There were strong indications last night that the Federal Government may not reverse the new fuel pump price regime because it is determined to end the culture of fuel subsidy which officials said has gulped about N10.78 trillion in 14years.
Government is also not contemplating a review of the new electricity tariffs because the sector is already deregulated.
The Nigerian Electricity Regulatory Commission (NERC) has however collected electricity Performance Improvement Plan from each of the 11 distribution companies in the country as a precondition for the new tariffs.
Organised labour and civil liberty groups are said to be continuing with their plan to launch a protest later this week over the fuel price increase and hike in electricity tariffs.
Sources said on Saturday that government planned to deploy savings from fuel and electricity subsidies for infrastructure development as part of efforts to make life comfortable for Nigerians.
A minister who spoke in confidence with our correspondent said government was determined to end the fuel subsidy regime because only a few Nigerians have been benefitting from it.
“There is too much corruption in the subsidy regime, including frivolous claims by some marketers,” the minister said.
He added: “With an average yearly spending of about N1 trillion, the Federal Government cannot continue with the fuel subsidy regime because it does not benefit most Nigerians.
“There is too much corruption associated with the Petroleum Subsidy Fund (PSF).
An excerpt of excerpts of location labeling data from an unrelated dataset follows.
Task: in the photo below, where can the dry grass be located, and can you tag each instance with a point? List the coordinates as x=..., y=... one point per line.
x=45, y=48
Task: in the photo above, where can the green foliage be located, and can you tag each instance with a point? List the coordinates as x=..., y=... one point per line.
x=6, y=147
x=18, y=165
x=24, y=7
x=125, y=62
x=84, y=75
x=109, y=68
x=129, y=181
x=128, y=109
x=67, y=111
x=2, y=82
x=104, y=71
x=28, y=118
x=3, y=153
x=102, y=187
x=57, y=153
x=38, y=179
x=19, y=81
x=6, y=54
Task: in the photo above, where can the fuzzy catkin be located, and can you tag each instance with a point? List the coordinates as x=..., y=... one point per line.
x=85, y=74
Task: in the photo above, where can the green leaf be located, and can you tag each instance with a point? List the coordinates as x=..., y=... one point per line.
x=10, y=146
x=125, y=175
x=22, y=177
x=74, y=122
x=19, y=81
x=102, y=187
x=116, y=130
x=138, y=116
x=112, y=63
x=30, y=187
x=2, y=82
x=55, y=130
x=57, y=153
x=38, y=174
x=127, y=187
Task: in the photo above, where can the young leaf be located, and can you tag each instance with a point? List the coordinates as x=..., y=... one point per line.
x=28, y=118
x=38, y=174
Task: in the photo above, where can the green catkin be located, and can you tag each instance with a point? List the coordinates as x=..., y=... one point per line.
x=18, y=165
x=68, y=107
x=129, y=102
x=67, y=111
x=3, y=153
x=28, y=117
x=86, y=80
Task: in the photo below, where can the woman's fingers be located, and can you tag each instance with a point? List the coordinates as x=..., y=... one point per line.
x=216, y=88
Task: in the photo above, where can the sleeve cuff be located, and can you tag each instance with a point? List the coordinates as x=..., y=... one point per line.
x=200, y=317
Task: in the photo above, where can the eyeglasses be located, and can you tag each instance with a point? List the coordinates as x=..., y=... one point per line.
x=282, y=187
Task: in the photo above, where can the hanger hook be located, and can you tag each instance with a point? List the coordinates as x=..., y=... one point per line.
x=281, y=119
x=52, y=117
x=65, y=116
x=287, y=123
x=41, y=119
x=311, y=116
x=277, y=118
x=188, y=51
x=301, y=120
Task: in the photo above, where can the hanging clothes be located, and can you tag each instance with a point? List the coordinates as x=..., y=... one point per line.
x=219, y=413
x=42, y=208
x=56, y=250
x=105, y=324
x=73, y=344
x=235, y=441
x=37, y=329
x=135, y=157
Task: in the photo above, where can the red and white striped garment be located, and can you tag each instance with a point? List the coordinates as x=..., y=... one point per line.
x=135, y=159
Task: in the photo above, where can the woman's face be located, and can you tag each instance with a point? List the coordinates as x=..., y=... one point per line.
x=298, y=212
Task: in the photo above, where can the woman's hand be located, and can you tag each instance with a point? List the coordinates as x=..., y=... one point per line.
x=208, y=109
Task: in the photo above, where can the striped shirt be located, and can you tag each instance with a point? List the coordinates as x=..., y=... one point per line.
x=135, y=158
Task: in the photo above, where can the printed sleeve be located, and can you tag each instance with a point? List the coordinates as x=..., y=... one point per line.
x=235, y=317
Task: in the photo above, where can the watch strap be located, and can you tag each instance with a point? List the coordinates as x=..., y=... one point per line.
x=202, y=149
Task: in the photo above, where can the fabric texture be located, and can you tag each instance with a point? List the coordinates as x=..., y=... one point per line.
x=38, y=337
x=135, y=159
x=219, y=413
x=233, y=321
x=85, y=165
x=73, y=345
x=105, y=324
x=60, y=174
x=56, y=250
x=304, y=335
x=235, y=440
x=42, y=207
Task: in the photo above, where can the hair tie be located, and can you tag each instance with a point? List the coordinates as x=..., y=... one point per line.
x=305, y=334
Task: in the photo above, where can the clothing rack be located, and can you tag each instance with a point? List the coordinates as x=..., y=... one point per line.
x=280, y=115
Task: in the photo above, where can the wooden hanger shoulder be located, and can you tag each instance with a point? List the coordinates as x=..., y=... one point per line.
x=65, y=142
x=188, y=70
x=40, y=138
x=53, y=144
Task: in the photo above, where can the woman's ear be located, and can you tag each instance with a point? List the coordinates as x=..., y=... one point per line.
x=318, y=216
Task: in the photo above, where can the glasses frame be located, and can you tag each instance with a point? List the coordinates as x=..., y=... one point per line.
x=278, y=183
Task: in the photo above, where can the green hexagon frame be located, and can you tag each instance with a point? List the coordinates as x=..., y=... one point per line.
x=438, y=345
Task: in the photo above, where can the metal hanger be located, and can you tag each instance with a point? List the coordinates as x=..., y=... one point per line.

Some marketers used to get paid for frivolous claims.
“Subsidy has been reduced to a matter of figures by these marketers without corresponding importation of petroleum products.
“It may look tough, but with declining income, it is necessary to take a tough decision to improve infrastructure and the welfare of Nigerians than to continue to bow to the whims and caprices of the few in the petroleum sector.
“Whatever is saved from subsidy will be deployed in the development of the country. We want to break the fuel subsidy jinx at once.
“The way it is now, our pump price is still the cheapest in Africa. We have also discovered that we are only subsidising other countries because of unending smuggling of petroleum products.
“In a small town near Badagry, there are 65 filling stations. You don’t need anyone to tell you that these stations are being used for smuggling of petroleum products.”
According to the Policy Brief of BudgIT in 2019, the Federal Government has spent about N10.78 trillion in 14 years.
The breakdown of past subsidies is as follows: 2006 (N257b); 2007(N272b); 2008(N631b); 2009(N469b) 2010(N667b); 2011(N2.11tr); 2012(N1.36tr); 2013(N1.32tr); 2014(N1.22tr); 2015(N654b); 2016(N24b); 2017(N145b); 2018 (N1.19tr) and 2019(N780b).
In April, the Group Managing Director of the Nigerian National Petroleum Corporation (NNPC), Malam Mele Kyari, said Nigeria would no longer be paying for under-recovery or subsidy on petrol, especially due to the current development in the global oil sector.
He said: “There is no subsidy and it is zero forever. Going forward, there will be no resort to either subsidy or under-recovery of any nature.
“NNPC will play in the market place. It will just be another marketer in the space. But we will be there for the country to sustain the security of supply at market price.”
On the new electricity tariffs, the Minister said: “It is beyond the Federal Government because this sector has been reformed with generation and distribution deregulated. And there are laws guiding these generation and distribution companies.
“And the tariffs are graduated in a manner to protect all consumers. We actually do not have blanket tariffs.”